Exercise 4.7

Problem

Let $F$ be a pseudorandom function. Show that each of the following MACs is insecure, even if used to authenticate fixed-length messages. (In each case Gen outputs a uniform $k \in \{0, 1\}^n$ . Let $\langle i \rangle$ denote an $n/2$ -bit encoding of the integer $i$ .)
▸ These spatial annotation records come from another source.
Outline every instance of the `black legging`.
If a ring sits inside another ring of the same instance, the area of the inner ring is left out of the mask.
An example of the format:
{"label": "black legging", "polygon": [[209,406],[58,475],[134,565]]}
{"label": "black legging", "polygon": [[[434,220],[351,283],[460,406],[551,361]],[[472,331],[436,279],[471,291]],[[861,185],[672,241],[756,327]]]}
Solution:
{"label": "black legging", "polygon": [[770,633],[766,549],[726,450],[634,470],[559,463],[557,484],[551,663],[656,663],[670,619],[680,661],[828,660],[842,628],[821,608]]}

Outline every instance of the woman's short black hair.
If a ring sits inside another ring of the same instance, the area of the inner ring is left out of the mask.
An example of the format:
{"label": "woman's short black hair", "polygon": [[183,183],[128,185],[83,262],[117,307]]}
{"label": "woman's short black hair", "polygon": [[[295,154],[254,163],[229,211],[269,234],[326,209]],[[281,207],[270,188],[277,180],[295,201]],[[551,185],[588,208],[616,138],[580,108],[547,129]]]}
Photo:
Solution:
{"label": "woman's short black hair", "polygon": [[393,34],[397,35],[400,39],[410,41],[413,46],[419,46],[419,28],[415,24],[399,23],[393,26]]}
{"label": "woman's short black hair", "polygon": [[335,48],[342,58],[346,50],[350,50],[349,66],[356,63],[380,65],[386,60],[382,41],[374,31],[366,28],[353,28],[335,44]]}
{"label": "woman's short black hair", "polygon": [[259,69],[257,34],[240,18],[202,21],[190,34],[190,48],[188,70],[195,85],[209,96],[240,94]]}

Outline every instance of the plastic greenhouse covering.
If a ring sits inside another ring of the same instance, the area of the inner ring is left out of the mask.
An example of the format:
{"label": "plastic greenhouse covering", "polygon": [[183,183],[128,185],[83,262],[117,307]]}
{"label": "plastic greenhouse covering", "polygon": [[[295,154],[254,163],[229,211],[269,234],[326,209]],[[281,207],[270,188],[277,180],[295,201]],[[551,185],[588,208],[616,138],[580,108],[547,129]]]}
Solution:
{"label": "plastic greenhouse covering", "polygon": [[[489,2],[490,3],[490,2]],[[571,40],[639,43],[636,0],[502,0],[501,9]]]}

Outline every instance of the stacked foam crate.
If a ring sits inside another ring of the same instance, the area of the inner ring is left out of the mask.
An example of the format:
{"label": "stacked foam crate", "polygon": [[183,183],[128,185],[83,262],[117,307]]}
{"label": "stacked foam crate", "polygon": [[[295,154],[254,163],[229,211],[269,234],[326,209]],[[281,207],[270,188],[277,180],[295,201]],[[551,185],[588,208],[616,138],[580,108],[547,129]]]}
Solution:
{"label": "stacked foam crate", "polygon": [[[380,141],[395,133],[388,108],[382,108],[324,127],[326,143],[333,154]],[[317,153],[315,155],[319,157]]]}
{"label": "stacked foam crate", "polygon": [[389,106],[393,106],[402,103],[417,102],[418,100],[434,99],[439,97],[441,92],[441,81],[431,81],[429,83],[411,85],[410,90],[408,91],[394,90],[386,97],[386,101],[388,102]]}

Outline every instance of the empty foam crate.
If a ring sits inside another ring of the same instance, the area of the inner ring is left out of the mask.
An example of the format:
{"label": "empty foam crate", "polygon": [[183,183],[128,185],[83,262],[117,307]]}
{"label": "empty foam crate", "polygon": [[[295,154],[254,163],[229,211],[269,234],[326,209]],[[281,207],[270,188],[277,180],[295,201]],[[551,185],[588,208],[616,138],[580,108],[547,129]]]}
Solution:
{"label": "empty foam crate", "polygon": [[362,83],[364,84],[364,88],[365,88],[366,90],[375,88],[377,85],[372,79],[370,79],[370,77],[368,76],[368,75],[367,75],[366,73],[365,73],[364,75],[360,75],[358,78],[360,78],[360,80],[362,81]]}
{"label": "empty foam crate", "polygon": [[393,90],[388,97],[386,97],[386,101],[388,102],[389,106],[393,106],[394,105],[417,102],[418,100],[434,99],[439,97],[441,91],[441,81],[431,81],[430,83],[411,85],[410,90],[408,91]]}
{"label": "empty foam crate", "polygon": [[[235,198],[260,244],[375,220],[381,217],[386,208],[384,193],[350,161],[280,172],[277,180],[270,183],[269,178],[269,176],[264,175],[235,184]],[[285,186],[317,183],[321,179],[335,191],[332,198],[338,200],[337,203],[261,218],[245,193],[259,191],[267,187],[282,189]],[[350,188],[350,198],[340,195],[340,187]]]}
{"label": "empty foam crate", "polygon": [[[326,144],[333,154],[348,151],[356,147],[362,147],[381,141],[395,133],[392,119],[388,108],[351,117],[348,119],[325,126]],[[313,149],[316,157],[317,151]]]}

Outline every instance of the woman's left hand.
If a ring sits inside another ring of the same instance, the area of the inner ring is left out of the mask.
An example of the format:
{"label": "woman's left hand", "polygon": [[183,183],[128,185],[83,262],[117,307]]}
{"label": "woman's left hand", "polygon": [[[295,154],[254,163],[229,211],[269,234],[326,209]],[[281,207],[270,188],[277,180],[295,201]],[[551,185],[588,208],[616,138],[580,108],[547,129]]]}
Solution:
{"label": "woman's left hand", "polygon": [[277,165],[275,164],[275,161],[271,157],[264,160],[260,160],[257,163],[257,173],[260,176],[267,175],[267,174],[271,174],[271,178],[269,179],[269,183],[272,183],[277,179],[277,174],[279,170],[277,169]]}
To authenticate a message $m = m_1, \ldots ,m_l$ where $m_i \in \{0, 1\}^n$ , compute $t := F_k(m_1) \oplus \cdots \oplus F_k(m_l)$ .
To authenticate a message $m = m_1, \ldots ,m_l$ where $m_i \in \{0, 1\}^{n/2}$ , compute $t := F_k(\langle 1 \rangle || m_1) \oplus \cdots \oplus F_k(\langle l \rangle || m_l)$ .
To authenticate a message $m = m_1, \ldots ,m_l$ where $m_i \in \{0, 1\}^{n/2}$ , choose uniform $r \leftarrow \{0, 1\}^n$ , compute $t := F_k(r) \oplus F_k(\langle 1 \rangle || m_1) \oplus \cdots \oplus F_k(\langle l \rangle || m_l)$ , and let the tag be $\langle r, t \rangle$

Solution

Part 1

Reorder the blocks in $m$ and the tag doesn't change.

Part 2

Query

$m^1 = m_1 || m_2$ , tag $t_1 = F_k(\langle 1 \rangle || m_1) \oplus F_k(\langle 2 \rangle || m_2)$
$m^2 = m_3 || m_2$ , tag $t_2 = F_k(\langle 1 \rangle || m_3) \oplus F_k(\langle 2 \rangle || m_2)$
$m^3 = m_3 || m_4$ , tag $t_3 = F_k(\langle 1 \rangle || m_3) \oplus F_k(\langle 2 \rangle || m_4)$

Thus $m^* = m^1 \oplus m^2 \oplus m^3 = m_1 || m_4$ , tag $t = t_1 \oplus t_2 \oplus t_3 = F_k(\langle 1 \rangle || m_1) \oplus F_k(\langle 2 \rangle || m_4)$ .

Part 3

Let $m \in \{0, 1\}^{n/2}$ . When choosing $r = \langle 1 \rangle || m$ , $t = F_k(r) \oplus F_k(\langle 1 \rangle || m) = 0^n$ .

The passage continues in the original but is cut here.